8.A few years ago a New York district judge ruled in a copyright infringement lawsuit against the popular file-sharing website LimeWire and in favor of the 13 major record companies that had brought the lawsuit. The record companies, including Sony, Virgin, and Warner Brothers, had alleged that the file-sharing service encourages users to make illegal copies of copyrighted material. Allowing Internet users to obtain music for free limits the record companies’ right to give access to their music only to those who have paid for it. In other words, it limits the record companies’ property rights.

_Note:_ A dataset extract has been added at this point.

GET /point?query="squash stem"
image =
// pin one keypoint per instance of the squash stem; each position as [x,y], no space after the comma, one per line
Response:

- a. If everyone obtained music and video content for free from websites such as LimeWire, instead of paying the record companies, what would happen to the record companies’ producer surplus from music sales? What are the implications for record companies’ incentive to produce music content in the future?

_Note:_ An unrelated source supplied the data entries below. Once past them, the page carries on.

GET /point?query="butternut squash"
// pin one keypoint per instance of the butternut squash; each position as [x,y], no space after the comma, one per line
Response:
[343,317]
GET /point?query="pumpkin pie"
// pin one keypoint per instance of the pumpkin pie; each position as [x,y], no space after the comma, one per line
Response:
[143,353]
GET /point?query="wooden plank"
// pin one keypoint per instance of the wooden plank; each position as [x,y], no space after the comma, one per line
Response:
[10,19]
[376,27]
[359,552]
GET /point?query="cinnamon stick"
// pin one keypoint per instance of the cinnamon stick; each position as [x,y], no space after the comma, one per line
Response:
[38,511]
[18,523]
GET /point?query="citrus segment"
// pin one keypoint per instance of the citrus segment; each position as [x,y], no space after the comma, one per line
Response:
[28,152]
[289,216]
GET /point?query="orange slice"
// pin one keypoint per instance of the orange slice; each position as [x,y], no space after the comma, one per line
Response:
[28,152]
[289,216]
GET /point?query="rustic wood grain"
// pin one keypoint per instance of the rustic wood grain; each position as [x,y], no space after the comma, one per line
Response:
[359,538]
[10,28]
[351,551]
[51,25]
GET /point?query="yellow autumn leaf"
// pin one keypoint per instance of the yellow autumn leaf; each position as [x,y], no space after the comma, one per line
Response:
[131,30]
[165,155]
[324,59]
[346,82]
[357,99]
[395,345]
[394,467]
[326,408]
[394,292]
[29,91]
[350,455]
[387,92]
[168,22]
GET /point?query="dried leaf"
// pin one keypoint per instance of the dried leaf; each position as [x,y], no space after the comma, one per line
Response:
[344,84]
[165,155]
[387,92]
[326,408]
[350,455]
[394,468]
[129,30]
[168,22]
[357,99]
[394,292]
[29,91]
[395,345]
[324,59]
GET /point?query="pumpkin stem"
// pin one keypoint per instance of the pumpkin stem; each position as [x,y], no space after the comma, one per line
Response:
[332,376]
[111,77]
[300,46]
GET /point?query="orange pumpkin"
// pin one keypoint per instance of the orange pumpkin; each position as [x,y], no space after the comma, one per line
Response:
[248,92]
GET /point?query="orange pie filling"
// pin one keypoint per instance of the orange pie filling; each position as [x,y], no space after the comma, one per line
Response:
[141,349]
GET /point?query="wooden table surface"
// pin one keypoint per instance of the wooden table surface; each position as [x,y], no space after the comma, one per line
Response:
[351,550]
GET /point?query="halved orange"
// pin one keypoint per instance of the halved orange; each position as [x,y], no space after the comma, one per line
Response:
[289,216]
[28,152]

- b. If the record companies had lost the lawsuit and music could be freely downloaded from the Internet, what do you think would happen to mutually beneficial transactions (the producing and buying of music) in the future?
9.EAuction and EMarketplace are two competing Internet auction sites, where buyers and sellers transact goods. Each auction site earns money by charging sellers for listing their goods. Over time, because EAuction provides much better technical service than its rival, EMarketplace, buyers and sellers come to prefer EAuction. Eventually, EMarketplace closes down, leaving EAuction as the sole provider of this service (it becomes a monopolist). EAuction also owns a site that handles payments over the Internet, called PayForIt. It is competing with another Internet payment site, called PayBuddy. EAuction has now stipulated that any transaction on its auction site must use PayForIt, rather than PayBuddy, for the payment. What is the impact on market efficiency, producer surplus, and consumer surplus from EAuction’s position in the market as the only provider of the service?